Premium Changes Cut OPEB in Half
Changes to state premium payments for retired public employees will immediately cut in half the state's near $10 billion unfunded liability for promised future heath-care benefits to retirees, and could completely eliminate the debt over the next three decades, members of the state Public Employees Insurance Agency said Tuesday.
The PEIA Finance Board voted Tuesday to increase premiums for retirees by 9 percent. Board members also approved a plan that will cap the amount the state pays toward premiums for retirees. The state currently provides a $343 subsidy toward premiums for every retiree. The board voted to cap subsides at $343, with a 3 percent increase each year to account for medical inflation.
Those cuts in benefits will push other post-employment benefits, or OPEB, liabilities to $5 billion immediately and eventually completely phase out the debt, according to state Department of Administration Secretary Robert Ferguson.
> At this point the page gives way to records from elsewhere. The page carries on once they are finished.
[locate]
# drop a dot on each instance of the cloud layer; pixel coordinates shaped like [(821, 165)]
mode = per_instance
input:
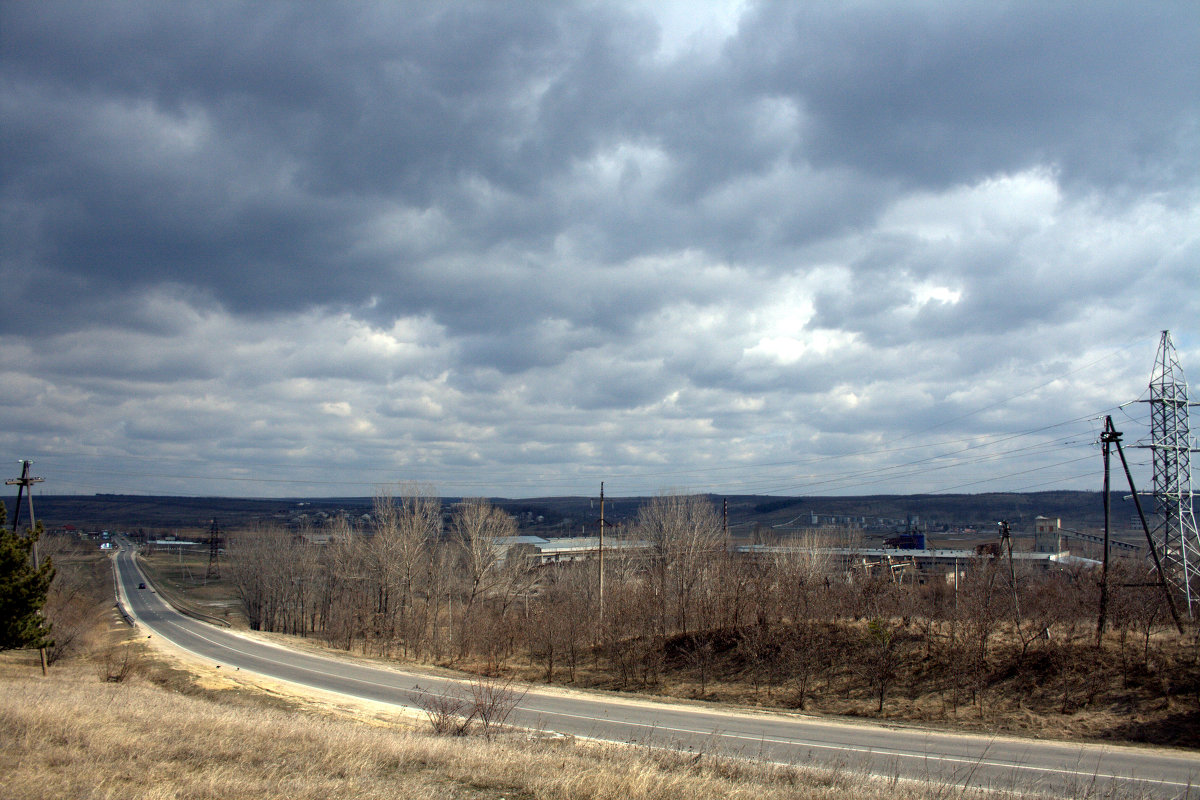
[(517, 248)]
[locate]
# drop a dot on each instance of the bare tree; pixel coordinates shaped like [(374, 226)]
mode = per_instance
[(685, 535), (478, 528)]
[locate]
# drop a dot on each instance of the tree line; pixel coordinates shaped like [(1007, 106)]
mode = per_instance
[(793, 625)]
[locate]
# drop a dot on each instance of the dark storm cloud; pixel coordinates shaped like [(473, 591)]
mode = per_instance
[(939, 92), (424, 235)]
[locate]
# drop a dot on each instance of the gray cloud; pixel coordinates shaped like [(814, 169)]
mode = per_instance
[(515, 248)]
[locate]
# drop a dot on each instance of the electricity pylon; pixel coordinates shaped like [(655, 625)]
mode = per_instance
[(1175, 523)]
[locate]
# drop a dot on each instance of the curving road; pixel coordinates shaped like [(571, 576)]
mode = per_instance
[(957, 759)]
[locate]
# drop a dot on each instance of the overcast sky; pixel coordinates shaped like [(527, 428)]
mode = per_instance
[(516, 248)]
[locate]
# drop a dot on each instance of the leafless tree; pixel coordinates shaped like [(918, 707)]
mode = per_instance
[(685, 536), (478, 528)]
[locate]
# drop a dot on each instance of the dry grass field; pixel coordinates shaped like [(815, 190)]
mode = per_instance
[(159, 734)]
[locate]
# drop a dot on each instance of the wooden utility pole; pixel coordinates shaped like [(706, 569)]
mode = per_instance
[(25, 486), (725, 522), (1006, 535), (23, 483), (600, 552), (214, 570), (1107, 439)]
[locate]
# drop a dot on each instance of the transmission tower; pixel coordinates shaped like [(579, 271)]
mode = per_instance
[(1175, 524)]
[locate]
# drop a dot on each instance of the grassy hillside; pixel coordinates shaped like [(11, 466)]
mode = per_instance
[(163, 735)]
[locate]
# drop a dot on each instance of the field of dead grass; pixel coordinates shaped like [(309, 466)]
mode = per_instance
[(159, 735)]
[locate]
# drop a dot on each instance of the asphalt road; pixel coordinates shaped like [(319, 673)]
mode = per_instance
[(942, 758)]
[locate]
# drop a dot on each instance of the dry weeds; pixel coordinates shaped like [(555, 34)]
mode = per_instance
[(73, 735)]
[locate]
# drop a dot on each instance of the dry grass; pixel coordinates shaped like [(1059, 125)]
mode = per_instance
[(72, 735)]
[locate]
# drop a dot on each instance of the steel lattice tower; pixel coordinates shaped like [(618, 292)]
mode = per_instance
[(1175, 524)]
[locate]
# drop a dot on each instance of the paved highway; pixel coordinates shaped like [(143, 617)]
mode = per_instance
[(957, 759)]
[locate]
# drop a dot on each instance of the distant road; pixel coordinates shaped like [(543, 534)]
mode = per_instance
[(955, 759)]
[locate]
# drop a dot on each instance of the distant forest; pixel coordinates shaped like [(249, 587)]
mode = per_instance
[(569, 516)]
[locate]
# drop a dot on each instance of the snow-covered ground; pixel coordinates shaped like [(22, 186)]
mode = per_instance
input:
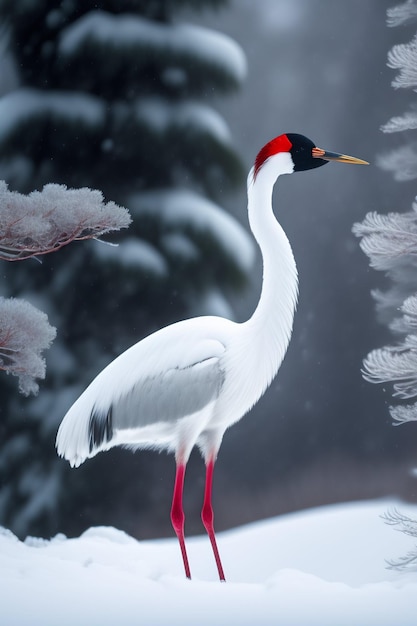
[(321, 567)]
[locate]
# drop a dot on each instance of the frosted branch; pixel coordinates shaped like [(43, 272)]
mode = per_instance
[(403, 57), (386, 239), (401, 14), (408, 526), (45, 221), (24, 333), (394, 364)]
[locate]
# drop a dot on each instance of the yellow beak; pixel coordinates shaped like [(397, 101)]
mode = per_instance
[(319, 153)]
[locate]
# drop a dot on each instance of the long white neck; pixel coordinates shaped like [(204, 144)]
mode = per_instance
[(271, 323)]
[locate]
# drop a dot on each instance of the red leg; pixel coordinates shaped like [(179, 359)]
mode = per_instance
[(207, 516), (177, 514)]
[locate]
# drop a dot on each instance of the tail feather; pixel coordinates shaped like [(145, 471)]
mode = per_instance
[(83, 433)]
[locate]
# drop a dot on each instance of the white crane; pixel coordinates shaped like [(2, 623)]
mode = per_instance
[(185, 384)]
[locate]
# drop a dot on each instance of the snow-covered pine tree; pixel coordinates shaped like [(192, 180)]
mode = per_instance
[(116, 96), (390, 241)]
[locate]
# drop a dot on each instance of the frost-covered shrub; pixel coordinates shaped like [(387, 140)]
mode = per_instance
[(24, 333), (45, 221)]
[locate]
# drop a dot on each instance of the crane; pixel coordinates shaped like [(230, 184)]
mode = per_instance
[(185, 384)]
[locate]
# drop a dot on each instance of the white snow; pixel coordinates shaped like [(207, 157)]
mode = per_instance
[(322, 567), (119, 31), (22, 104), (182, 207), (160, 114)]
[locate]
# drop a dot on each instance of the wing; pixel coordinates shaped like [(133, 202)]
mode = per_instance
[(142, 395)]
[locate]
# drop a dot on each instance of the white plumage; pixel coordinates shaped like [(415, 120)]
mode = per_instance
[(187, 383)]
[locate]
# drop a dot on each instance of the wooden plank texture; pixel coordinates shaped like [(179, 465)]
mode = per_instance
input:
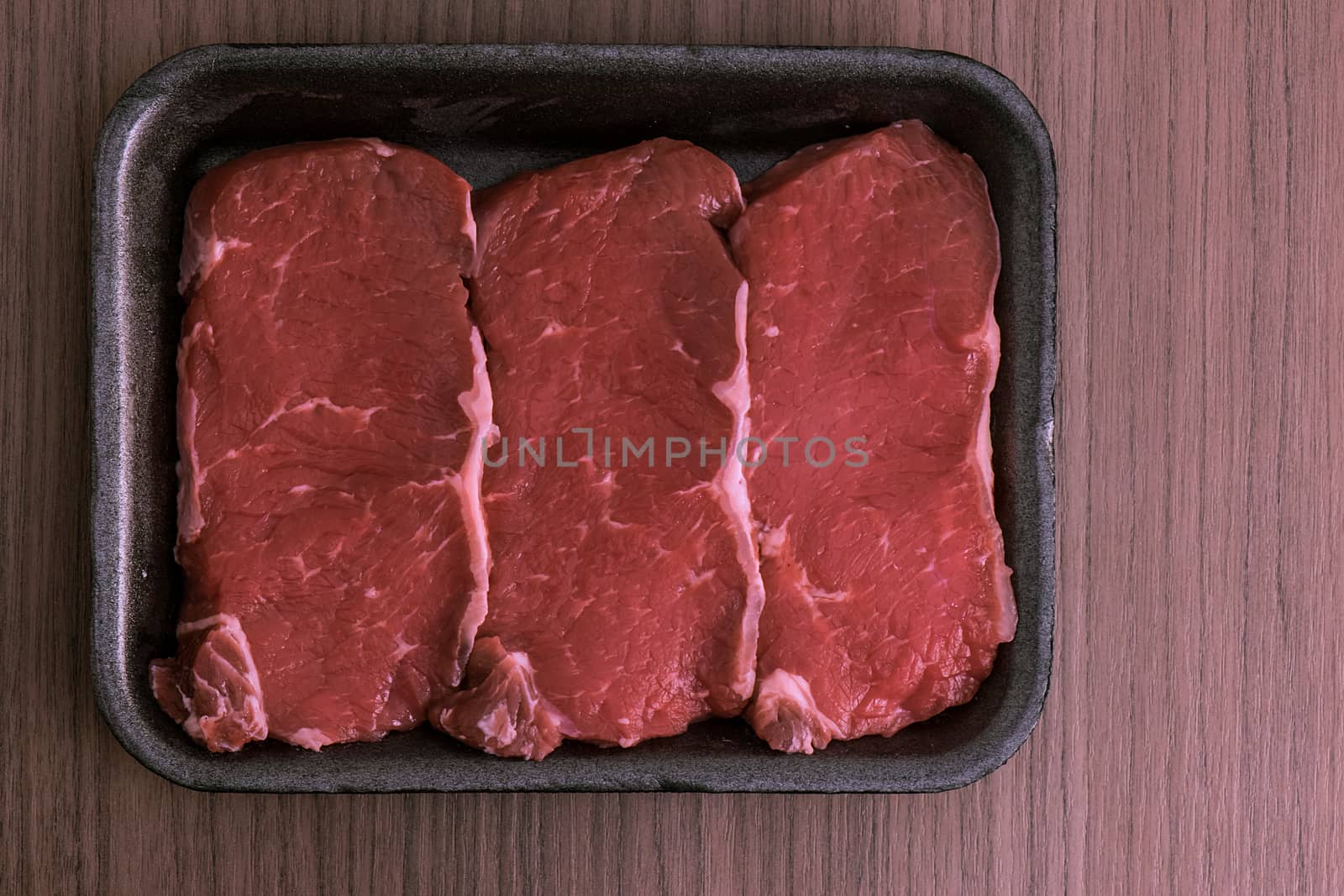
[(1193, 741)]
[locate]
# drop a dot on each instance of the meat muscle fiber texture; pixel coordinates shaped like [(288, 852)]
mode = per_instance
[(873, 265), (331, 405), (625, 595)]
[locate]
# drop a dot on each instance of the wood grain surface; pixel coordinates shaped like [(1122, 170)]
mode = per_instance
[(1193, 741)]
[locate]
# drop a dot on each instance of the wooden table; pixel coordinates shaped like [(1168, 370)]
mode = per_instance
[(1194, 738)]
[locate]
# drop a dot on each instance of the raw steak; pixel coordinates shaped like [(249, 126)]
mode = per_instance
[(873, 264), (624, 597), (331, 405)]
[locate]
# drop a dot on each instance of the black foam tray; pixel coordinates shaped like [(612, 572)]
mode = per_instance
[(488, 112)]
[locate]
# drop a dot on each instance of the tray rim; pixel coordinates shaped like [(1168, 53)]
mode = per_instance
[(107, 372)]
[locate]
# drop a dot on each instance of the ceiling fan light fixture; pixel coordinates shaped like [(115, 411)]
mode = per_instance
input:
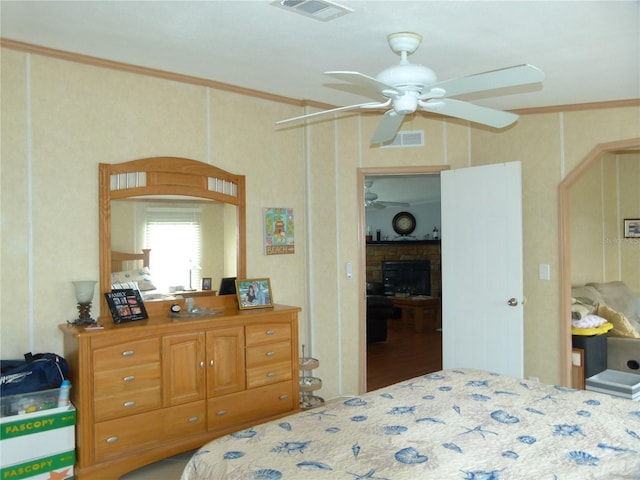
[(322, 10)]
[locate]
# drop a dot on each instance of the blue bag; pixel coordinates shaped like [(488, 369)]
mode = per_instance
[(37, 372)]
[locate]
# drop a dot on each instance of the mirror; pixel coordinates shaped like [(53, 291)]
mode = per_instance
[(132, 192)]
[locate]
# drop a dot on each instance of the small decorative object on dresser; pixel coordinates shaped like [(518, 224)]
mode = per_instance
[(254, 293), (84, 296)]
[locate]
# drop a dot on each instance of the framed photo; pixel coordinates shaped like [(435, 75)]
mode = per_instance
[(632, 228), (126, 305), (254, 293)]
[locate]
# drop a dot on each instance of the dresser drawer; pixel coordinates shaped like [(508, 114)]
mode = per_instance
[(268, 354), (128, 379), (123, 404), (134, 433), (127, 354), (267, 333), (248, 406), (266, 374)]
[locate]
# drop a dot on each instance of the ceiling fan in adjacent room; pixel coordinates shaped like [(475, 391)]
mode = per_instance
[(371, 198), (408, 87)]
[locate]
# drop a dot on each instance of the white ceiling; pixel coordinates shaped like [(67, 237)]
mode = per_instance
[(589, 50)]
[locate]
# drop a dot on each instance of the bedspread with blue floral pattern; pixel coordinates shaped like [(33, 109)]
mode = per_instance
[(454, 424)]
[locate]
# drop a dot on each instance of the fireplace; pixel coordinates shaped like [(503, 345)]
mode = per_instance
[(406, 277)]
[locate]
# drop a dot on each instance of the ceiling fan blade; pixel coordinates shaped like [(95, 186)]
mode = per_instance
[(363, 80), (504, 77), (388, 127), (338, 109), (469, 111)]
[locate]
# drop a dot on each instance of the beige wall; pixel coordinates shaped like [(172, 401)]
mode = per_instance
[(76, 116), (601, 199)]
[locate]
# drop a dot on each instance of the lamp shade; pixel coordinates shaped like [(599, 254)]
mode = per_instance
[(84, 290)]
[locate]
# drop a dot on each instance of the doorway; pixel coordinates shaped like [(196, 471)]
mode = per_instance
[(402, 338), (565, 244)]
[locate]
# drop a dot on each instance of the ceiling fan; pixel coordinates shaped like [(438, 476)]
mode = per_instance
[(408, 87), (371, 198)]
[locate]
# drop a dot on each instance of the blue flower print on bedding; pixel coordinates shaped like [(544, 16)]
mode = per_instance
[(410, 456), (583, 458), (453, 447), (359, 418), (394, 429), (482, 475), (430, 420), (478, 383), (527, 439), (355, 402), (504, 417), (568, 430), (534, 410), (249, 433), (510, 454), (233, 455), (401, 410), (480, 398), (266, 474), (313, 466)]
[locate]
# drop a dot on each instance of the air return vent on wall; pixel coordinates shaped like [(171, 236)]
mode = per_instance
[(319, 9), (407, 138)]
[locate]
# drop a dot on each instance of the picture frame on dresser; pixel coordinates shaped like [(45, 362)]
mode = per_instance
[(254, 293), (126, 305), (631, 228)]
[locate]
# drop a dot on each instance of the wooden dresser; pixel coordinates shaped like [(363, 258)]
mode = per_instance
[(150, 389)]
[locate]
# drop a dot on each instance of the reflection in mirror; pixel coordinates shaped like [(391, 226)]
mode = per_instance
[(182, 219), (188, 240)]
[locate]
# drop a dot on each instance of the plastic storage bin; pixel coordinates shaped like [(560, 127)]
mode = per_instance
[(613, 382), (39, 445)]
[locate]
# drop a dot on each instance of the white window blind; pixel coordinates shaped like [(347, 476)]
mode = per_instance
[(174, 237)]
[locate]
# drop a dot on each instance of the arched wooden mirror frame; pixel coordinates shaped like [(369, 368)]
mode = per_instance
[(565, 244), (165, 176)]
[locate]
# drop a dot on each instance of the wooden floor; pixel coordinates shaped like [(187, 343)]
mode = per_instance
[(405, 354)]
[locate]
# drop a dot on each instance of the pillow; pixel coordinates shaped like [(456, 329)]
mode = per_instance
[(618, 296), (622, 327), (142, 276)]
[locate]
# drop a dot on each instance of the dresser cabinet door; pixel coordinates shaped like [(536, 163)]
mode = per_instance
[(183, 368), (225, 361)]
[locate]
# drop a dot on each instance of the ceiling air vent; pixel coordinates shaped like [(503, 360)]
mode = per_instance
[(407, 138), (319, 9)]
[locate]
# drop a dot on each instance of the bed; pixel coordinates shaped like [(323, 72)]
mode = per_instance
[(452, 424)]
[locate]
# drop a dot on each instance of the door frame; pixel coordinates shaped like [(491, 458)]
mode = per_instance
[(565, 244), (362, 251)]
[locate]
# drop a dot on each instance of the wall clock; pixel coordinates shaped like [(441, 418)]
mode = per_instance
[(404, 223)]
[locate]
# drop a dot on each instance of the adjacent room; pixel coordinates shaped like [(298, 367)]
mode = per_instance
[(322, 225)]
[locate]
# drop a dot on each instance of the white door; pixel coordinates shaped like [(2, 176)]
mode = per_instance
[(482, 314)]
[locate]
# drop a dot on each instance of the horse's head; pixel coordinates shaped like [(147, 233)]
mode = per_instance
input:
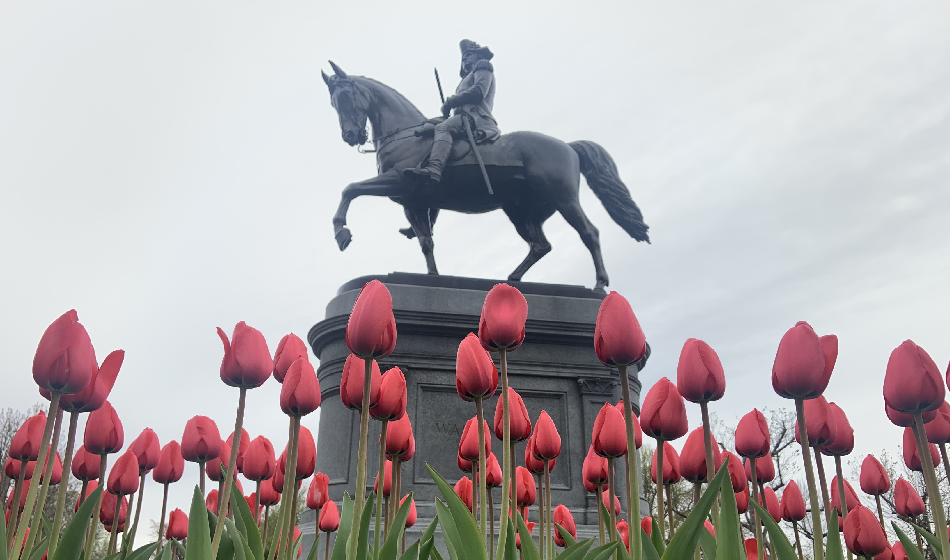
[(351, 103)]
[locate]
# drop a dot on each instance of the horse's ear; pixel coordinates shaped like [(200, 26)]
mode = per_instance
[(339, 71)]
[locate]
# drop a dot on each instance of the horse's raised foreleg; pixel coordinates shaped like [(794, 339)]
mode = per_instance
[(421, 223), (387, 184)]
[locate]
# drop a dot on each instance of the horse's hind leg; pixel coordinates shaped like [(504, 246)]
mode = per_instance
[(530, 228), (422, 226)]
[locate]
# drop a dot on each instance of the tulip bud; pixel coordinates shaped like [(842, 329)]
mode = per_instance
[(699, 374), (64, 360), (504, 313), (863, 533), (329, 518), (563, 518), (609, 435), (392, 396), (103, 433), (147, 449), (171, 464), (475, 373), (519, 421), (351, 384), (289, 349), (752, 435), (371, 329), (913, 382), (793, 503), (671, 473), (260, 461), (663, 414), (300, 392), (618, 338)]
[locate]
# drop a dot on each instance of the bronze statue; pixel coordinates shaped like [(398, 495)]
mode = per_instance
[(533, 175)]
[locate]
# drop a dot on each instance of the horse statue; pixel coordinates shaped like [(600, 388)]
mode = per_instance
[(532, 175)]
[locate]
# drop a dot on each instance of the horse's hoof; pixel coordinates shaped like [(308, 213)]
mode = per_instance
[(343, 238)]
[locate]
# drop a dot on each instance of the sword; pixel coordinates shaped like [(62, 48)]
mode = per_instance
[(471, 137)]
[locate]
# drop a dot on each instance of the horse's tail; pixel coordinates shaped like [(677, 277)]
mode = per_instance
[(601, 173)]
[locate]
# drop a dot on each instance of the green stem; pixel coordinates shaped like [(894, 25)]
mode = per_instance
[(225, 494), (817, 540), (633, 470)]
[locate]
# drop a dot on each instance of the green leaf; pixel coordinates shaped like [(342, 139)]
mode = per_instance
[(199, 532), (391, 544), (910, 548), (687, 536), (783, 549), (473, 538), (70, 545), (343, 532)]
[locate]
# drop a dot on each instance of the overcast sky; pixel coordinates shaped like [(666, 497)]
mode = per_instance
[(170, 167)]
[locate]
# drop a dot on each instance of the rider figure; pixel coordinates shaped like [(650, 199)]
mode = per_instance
[(473, 99)]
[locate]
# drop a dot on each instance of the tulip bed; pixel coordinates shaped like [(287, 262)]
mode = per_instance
[(225, 524)]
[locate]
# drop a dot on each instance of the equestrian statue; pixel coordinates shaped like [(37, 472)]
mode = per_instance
[(462, 162)]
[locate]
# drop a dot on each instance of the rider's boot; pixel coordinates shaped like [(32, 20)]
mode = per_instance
[(432, 172)]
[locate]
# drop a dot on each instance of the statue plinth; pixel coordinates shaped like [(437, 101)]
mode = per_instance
[(554, 370)]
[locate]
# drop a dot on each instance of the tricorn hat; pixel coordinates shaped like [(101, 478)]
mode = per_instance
[(467, 46)]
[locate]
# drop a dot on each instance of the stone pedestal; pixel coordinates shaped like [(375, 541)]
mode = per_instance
[(554, 370)]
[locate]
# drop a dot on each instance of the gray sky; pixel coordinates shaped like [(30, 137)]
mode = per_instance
[(170, 167)]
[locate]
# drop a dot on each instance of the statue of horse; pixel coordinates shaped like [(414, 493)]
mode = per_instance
[(532, 175)]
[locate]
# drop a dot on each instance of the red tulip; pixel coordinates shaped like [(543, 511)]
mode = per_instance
[(85, 465), (147, 449), (475, 373), (392, 396), (351, 384), (504, 313), (464, 490), (201, 440), (371, 329), (260, 461), (399, 437), (863, 533), (124, 477), (547, 442), (913, 382), (25, 445), (793, 504), (663, 414), (103, 433), (562, 516), (594, 469), (671, 473), (526, 492), (171, 465), (764, 469), (692, 463), (803, 363), (843, 442), (618, 338), (247, 362), (699, 374), (610, 435), (329, 517), (907, 501), (912, 455), (99, 387), (300, 392), (752, 435), (938, 429), (874, 479), (289, 349), (468, 443), (819, 423), (65, 359)]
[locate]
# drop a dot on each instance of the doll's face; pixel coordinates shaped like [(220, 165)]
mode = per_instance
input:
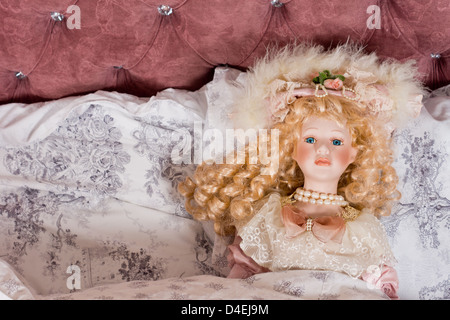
[(324, 150)]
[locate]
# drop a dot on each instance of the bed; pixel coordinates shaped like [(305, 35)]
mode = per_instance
[(96, 96)]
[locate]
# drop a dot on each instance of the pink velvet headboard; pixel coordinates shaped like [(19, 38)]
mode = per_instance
[(49, 49)]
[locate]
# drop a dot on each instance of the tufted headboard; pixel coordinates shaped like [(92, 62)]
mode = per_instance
[(51, 48)]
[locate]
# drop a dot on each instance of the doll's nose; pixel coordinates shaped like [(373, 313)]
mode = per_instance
[(322, 149)]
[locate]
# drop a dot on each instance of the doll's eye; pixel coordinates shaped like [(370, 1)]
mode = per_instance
[(310, 140)]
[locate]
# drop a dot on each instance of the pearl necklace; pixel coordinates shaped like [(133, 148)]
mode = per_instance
[(315, 197)]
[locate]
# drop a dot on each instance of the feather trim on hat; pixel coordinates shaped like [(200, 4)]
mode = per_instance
[(389, 88)]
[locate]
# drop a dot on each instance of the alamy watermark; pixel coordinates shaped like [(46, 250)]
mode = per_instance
[(73, 282), (73, 20), (374, 20), (211, 145)]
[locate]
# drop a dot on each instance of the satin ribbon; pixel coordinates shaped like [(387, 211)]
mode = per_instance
[(325, 228)]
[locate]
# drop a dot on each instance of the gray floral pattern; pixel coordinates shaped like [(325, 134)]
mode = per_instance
[(101, 196), (85, 150)]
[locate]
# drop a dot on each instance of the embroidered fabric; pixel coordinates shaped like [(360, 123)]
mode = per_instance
[(364, 244)]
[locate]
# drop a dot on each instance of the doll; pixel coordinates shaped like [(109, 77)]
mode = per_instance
[(318, 208)]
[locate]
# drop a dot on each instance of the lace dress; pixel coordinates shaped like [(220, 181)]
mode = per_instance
[(279, 238)]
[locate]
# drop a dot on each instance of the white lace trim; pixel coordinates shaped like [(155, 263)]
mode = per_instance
[(364, 244)]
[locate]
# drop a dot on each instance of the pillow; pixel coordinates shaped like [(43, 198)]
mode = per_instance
[(418, 227)]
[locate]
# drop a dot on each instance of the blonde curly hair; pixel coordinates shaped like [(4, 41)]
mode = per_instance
[(226, 193)]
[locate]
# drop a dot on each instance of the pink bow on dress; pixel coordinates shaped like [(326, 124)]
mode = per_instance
[(327, 228)]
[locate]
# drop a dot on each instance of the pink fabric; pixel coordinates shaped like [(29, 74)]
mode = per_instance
[(386, 280), (181, 50), (324, 228), (242, 266)]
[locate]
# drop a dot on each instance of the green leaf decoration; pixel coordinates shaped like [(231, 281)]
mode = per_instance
[(326, 74)]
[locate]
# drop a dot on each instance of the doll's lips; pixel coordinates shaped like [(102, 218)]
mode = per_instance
[(322, 162)]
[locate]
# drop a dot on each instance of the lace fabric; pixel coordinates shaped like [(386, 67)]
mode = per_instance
[(364, 244)]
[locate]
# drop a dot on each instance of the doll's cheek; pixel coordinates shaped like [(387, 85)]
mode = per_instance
[(346, 156), (301, 154)]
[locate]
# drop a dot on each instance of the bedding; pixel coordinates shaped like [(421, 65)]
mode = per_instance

"That action literally cut OPEB in half," Ferguson said. "This will completely fix OPEB over the next 30 to 40 years. In 30 years from now, and that's figuring the average age people retire and people life cycle out, OPEB will go away completely."
State labor groups, including the American Federation of Teachers-West Virginia, have criticized the proposal, saying increasing premiums for retirees will dissuade many prospective workers from moving to or remaining in West Virginia. The plan would deepen a teacher shortage problem in the state, according to officials with the AFT-WV.
Ferguson said he expects opposition to the changes, which will take effect July 1 of next year.
"It's not a very popular decision," Ferguson said. "I understand the challenges it presents to our hardworking retirees who traditionally do not get a cost-of-living allowance, but as the chief fiduciary of the finance board, we have a requirement to make sure we keep the plan sound and we're using taxpayer dollars wisely."
Ferguson also said the changes will make a significant change to the amount active employees pay toward retiree premiums. At this point, about 70 percent of retiree premiums are funded through costs to active employees. Tuesday's vote to cap subsidy increases at 3 percent each year will, over time, chip away at costs to active employees, Ferguson said.
"The fixing of the 3 percent escalator will alleviate the costs of active employees funding retirees," Ferguson said.
If medical inflation rises higher than 3 percent a year, retirees will have to cover the extra costs, meaning premiums could eventually go up more than 9 percent, Ferguson said. For example, if inflation increases 6 percent next year, the state will cover only 3 percent of that increase. Retirees will have to cover the additional 3 percent.
For months, state officials have been looking for a funding stream to help pay down OPEB liabilities. But Ferguson even if no funding stream is found, changes made Tuesday will get rid of OPEB issues.
Still, Ferguson said the state could face health-care issues as costs rise nationwide.
"We have a national crisis with health care," Ferguson said. "Something has to happen in the next few years or we're going to be in a real problem with health care in this country."